I just found out that my entry for the "Encyclopedia of Infanticide" was accepted. My entry focused on Infanticide during Choson Korea (1392-1910). Though a disturbing subject, I've always been intrigued by it after studying it for a class on Japanese history. In Tokugawa Japan (1603-1868) the population became very urbanized (more so than the England of that time) and infanticide became common enough to significantly affect the population (instead of growing it leveled off). Curiously this was largely not from poor people committing infanticide but from urban middle and upper class people doing so who wanted to maintain their status.

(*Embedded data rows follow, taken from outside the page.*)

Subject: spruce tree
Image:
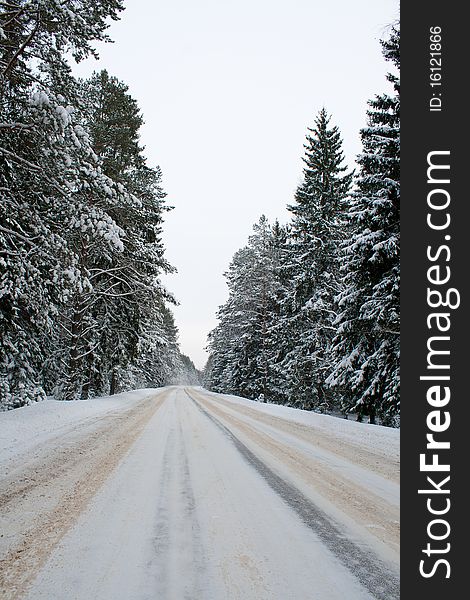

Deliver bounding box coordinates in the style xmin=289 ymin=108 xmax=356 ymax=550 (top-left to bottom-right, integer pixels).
xmin=281 ymin=109 xmax=352 ymax=409
xmin=329 ymin=28 xmax=400 ymax=424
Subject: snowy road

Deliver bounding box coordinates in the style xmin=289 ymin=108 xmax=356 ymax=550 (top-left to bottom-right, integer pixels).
xmin=0 ymin=387 xmax=399 ymax=600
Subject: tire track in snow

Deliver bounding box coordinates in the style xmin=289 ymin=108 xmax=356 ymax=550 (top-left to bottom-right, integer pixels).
xmin=149 ymin=404 xmax=205 ymax=600
xmin=186 ymin=391 xmax=400 ymax=600
xmin=193 ymin=392 xmax=400 ymax=562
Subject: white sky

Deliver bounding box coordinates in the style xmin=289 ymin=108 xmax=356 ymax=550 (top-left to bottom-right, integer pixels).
xmin=74 ymin=0 xmax=399 ymax=368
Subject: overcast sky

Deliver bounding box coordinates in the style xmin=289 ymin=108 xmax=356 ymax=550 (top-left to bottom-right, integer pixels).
xmin=74 ymin=0 xmax=399 ymax=368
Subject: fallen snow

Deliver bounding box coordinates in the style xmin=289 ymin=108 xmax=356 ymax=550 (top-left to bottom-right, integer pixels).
xmin=199 ymin=388 xmax=400 ymax=459
xmin=0 ymin=388 xmax=157 ymax=474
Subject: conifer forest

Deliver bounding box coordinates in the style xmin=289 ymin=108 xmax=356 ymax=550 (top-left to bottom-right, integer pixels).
xmin=0 ymin=0 xmax=400 ymax=427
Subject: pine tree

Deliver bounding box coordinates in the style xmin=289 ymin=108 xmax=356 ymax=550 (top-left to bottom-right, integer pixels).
xmin=329 ymin=28 xmax=400 ymax=424
xmin=0 ymin=0 xmax=122 ymax=408
xmin=281 ymin=109 xmax=352 ymax=409
xmin=209 ymin=216 xmax=282 ymax=400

I thought I would just be able to summarize some articles for my entry but it turned out that no one has really written on this subject in Korea. When I asked around I was told that it was because Korea was an agricultural country so infanticide was not that common. In addition, the Korean government didn't keep the kind of records that Japan did and so it's hard to measure. However, there was a constant cycle of population growth-disease/famine-population loss which indicates that what infanticide there was did not significantly affect population growth.

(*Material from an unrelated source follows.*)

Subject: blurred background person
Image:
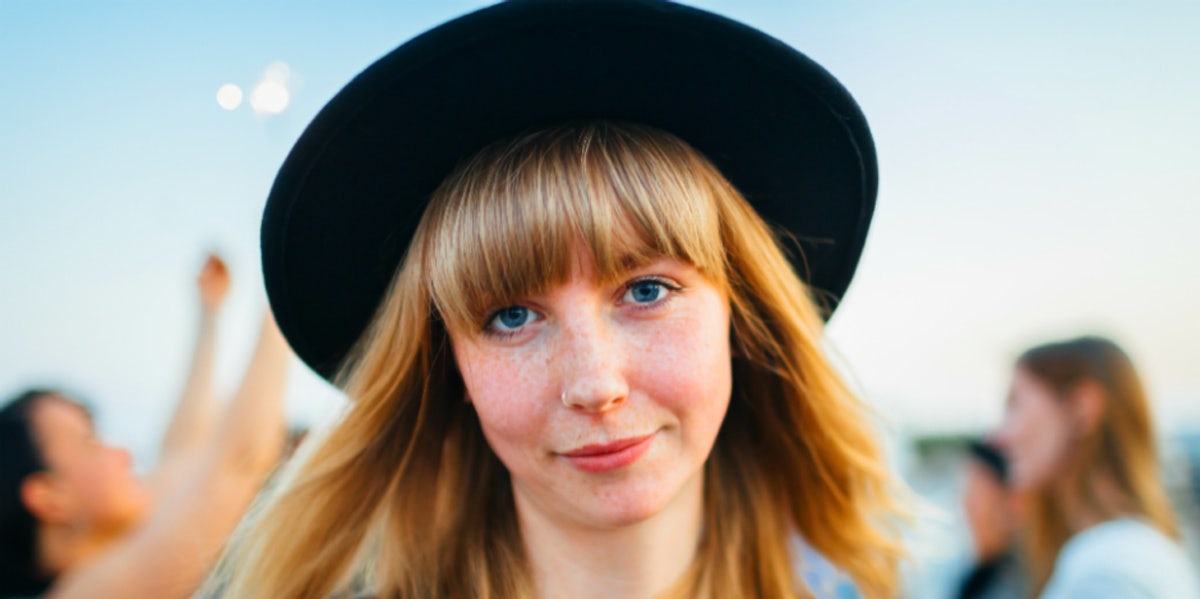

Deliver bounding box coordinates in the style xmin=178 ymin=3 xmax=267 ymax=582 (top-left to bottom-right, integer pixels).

I ended up basing my entry mostly on primary source detail from the court records. One was really odd because it was an attempted infanticide. How many attempted infanticides are there; infants can't defend themselves. In this case it seems like the woman, the wife of a slave (so actually probably lower than a slave) went crazy because she couldn't feed her child and tried to kill the infant. The neighbors apparently witnessed her doing this or heard it and stopped her. So she must have done it spontaneously. When asked why she said she had been begging and didn't have any way to feed the child. The officials debated over what to do with her. Some wanted to punish her harshly because what she had done was against nature ("Parents should love their children.") Others said the fact that it was against nature was proof itself that she had been driven by cold and hunger and that doing such a thing was not her "original intention". So they ended up just banishing her. Then, a few years later the people in banishment were in danger of starving and so they released her. The legal system in Korea is really interesting because the highest officials in the land had to make a lot of these decisions (no one could be exeucted without the king's permission).

This case seems to have led to a devate over what the punishment for parents who murder their children should be. Some wanted the death penalty. Others said no because children who killed parents were already punished with execution and punishing them in the same way would have blurred the lines between superior and inferior! It was the latter view that won. In pre-modern Korea it was very important to discrminate based on hierarhcy.

I hope to expand this research some time after I finish my dissertation. The Catholic missionaries in the 19th century received funds from a France-based organization that had the mission of baptizing abandoned babies and seeing that the ones who survived were raised as Catholics. I wonder if they kept records on how many babies they baptized. I think abandonment would have been a lot more common than infanticide. Unfortunately I can't read French (yet!). Maybe in a few years I can pursue this.

Dad's new car

Dad and mom drove to North Carolina to pick up his 2002 Zo6 corvette.